L’affaire a été appelée à l’audience du 20 mars 2024.

Dans ses dernières conclusions développées oralement à l’audience, la société [3] demande au pôle social du tribunal judiciaire de Lyon de : déclarer son recours recevable,à titre principal, sur l’inopposabilité des arrêts et soins : juger inopposables à son égard l’ensemble des arrêts de travail prescrits à [K] [N] au titre de son accident du 1er août 2016,à titre subsidiaire, sur la nécessité d’ordonner une expertise médicale judiciaire sur pièces, juger qu’il existe un différend d’ordre médical portant sur la réelle imputabilité des lésions et arrêts de travail indemnisés au titre de l’accident du 1er août 2016,ordonner avant-dire droit une expertise médicale judiciaire sur pièces,nommer un expert conformément à la mission figurant dans les conclusions,renvoyer l’affaire à une audience ultérieure pour qu’il soit débattu du contenu du rapport d’expertise et juger inopposables à l’employeur les prestations prises en charge au-delà de la date réelle de consolidation et celles n’ayant pas de lien direct, certain et exclusif avec l’accident du 1er août 2016,la dispenser de présence à cette audience ultérieure. La CPAM du Rhône demande au tribunal de rejeter la demande d'expertise judiciaire et de confirmer l’opposabilité de la décision de prise en charge des arrêts de travail consécutifs à l'accident du travail survenu à [K] [N] le 1er août 2016.

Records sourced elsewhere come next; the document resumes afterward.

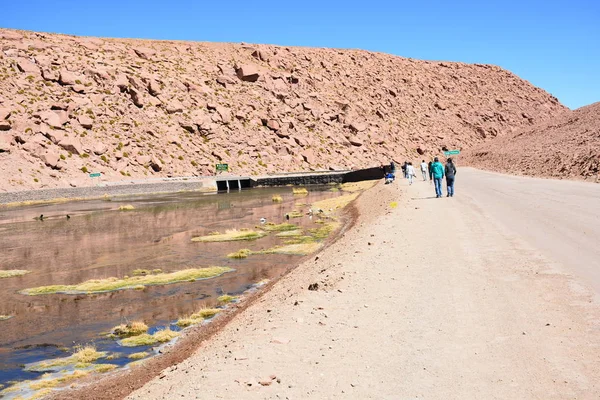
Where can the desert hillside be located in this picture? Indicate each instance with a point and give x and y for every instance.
(567, 146)
(140, 109)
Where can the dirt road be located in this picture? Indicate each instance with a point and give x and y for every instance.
(435, 299)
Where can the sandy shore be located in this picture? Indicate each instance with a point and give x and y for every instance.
(431, 299)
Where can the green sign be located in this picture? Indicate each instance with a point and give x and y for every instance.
(451, 152)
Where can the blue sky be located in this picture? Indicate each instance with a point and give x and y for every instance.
(553, 44)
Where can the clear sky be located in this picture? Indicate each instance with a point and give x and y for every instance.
(553, 44)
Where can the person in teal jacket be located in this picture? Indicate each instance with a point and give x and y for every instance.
(437, 171)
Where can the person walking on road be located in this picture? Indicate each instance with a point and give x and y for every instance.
(410, 173)
(450, 175)
(437, 171)
(424, 170)
(429, 169)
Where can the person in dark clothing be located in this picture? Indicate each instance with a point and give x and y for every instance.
(450, 175)
(429, 169)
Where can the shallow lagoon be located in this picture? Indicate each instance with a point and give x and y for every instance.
(100, 241)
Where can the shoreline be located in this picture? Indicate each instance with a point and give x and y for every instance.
(124, 382)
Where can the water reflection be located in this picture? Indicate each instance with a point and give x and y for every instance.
(99, 241)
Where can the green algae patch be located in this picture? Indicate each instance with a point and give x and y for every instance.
(146, 339)
(271, 227)
(226, 298)
(82, 358)
(11, 273)
(138, 356)
(296, 232)
(130, 329)
(230, 236)
(300, 191)
(242, 253)
(102, 368)
(198, 317)
(135, 282)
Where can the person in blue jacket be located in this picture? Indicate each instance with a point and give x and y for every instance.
(437, 171)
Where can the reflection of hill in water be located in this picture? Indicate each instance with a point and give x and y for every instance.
(100, 244)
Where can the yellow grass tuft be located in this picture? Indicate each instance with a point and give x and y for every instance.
(242, 253)
(300, 191)
(297, 232)
(230, 235)
(135, 282)
(130, 329)
(12, 273)
(138, 356)
(146, 340)
(226, 298)
(271, 227)
(102, 368)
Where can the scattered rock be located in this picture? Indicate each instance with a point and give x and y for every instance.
(248, 73)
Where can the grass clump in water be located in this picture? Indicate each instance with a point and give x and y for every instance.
(138, 356)
(198, 317)
(271, 227)
(102, 368)
(230, 236)
(135, 282)
(146, 339)
(226, 298)
(130, 329)
(12, 273)
(242, 253)
(297, 232)
(82, 358)
(300, 191)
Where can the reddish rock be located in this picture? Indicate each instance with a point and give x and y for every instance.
(85, 121)
(66, 78)
(144, 52)
(273, 125)
(71, 145)
(100, 148)
(50, 158)
(27, 66)
(248, 73)
(51, 118)
(355, 141)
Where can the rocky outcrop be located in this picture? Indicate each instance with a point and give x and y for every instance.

Par application des dispositions de l’article 455 du code de procédure civile, il est expressément renvoyé aux conclusions visées pour un exposé plus ample des prétentions et moyens des parties.

L’affaire a été mise en délibéré au 21 mai 2024.

MOTIFS

Sur la recevabilité du recours de la société [3]

La recevabilité du recours formé dans le délai prévu par les articles R. 142-6 et R. 142-18 du code de la sécurité sociale n’est pas contestée en l’espèce.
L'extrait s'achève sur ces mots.